Vale da Noite
Coisas que fervem e magma que sobe.
Estou em Campeche, onde a especulação imobiliária figura baixinha e contida até a linha da restinga. Dunas, palavra de origem neerlandesa, são montes de areia soprados pelo vento que aqui tem nome, tamanha a importância. O azul é o limite, mesmo atrás das nuvens megalomaníacas. Descanso as pernas esticadas, levemente separadas, e tem dois gatos adormecidos entre elas. Resgatados das enchentes do Rio Grande do Sul do ano passado, achei curioso se alojarem no muro do quintal na chuva de ontem. Lembrei que a gente não sabe de nada.
Eu ouvia muito um podcast americano (até mudarem o roteirista) que tem o formato de programa de rádio, o Welcome to the Night Vale. Entre o sobrenatural, o bizarro, o absurdo e teorias reais da conspiração, o podcast mistura humor com ficção científica, ansiedade pós-moderna, curiosidade antropológica e existencialismo surreal. Gosto do que eles sugerem como lugares comuns. Desaforismo é desaforo com não-aforismo, e é bom demais.
A ideia do programa é divertir causando estranhamento, nos tirando da zona de conforto. Um dos quadros é a previsão do tempo; o locutor anuncia, “and now, the weather”, mas não informa sobre o clima, pois o the weather é um quadro musical (tocam canções incríveis da cena independente estadunidense). Se você ainda não ouviu, e espero que ouça, desculpe o spoiler aqui.

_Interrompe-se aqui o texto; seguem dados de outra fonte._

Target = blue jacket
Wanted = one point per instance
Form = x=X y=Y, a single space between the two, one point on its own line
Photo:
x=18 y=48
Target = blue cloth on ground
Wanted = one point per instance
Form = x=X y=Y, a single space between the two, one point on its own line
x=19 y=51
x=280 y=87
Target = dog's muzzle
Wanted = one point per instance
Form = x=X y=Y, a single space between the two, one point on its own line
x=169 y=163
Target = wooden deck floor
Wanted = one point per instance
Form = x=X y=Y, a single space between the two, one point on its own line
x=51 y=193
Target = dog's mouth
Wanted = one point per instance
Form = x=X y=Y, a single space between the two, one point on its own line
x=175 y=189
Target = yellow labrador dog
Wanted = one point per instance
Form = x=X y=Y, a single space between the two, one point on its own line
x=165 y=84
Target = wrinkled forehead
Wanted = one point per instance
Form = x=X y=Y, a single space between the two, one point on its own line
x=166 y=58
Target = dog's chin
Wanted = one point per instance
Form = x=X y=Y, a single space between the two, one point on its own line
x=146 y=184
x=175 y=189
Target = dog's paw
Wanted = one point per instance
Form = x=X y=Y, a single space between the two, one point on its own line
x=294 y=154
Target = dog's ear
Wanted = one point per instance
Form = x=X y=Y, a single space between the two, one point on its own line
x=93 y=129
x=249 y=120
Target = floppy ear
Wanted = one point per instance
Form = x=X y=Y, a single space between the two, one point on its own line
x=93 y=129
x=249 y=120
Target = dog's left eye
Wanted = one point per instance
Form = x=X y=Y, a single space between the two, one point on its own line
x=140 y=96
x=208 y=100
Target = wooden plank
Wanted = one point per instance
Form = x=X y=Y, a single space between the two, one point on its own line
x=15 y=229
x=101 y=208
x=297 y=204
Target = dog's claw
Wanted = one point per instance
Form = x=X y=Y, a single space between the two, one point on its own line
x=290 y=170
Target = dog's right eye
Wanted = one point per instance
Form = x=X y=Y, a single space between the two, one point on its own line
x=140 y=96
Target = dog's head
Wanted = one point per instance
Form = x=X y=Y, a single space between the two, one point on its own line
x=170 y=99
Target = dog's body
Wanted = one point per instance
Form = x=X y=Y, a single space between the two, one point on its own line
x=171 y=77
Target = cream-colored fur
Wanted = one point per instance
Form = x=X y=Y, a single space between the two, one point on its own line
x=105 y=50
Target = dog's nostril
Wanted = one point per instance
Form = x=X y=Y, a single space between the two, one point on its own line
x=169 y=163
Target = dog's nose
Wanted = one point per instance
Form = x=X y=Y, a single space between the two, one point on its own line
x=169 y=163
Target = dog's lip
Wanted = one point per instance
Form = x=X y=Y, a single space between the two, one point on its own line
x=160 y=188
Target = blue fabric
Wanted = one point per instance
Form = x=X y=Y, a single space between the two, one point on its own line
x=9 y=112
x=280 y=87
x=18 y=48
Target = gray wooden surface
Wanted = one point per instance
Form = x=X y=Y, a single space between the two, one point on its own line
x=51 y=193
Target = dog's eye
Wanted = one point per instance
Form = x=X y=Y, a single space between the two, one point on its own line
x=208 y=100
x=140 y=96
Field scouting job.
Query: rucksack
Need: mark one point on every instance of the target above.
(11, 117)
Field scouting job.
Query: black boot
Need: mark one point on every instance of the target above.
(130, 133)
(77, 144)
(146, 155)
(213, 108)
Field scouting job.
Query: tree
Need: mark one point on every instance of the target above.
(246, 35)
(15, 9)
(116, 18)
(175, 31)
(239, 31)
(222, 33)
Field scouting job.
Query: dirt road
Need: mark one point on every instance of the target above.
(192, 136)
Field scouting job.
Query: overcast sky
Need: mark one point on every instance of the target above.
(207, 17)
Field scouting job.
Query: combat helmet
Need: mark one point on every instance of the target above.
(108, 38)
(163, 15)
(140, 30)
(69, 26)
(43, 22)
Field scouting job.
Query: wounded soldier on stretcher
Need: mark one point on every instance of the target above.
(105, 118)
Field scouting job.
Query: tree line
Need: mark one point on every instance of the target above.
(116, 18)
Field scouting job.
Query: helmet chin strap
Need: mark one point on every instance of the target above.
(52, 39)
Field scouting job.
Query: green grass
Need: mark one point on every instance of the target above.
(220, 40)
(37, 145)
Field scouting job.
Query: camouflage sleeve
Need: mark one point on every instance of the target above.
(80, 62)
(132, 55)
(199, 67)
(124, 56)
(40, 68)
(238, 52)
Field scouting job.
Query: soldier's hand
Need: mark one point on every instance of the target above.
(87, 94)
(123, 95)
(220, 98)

E bem, aqui do vale do vento, mando a previsão do tempo:
Anfíbios
As perdas inevitáveis
andam com suas próprias pernas
Do outro lado da faixa amarela
a espera rima com pisca-alerta
Tem ruído remoto
trem trovão pulmão
Sim ou não
a bifurcação
Na submersão do universo
os últimos
serão diversos



Sim para a bifurcação.
Sim para o pulmão que treme.
Sim para a diversidade do que não se conta.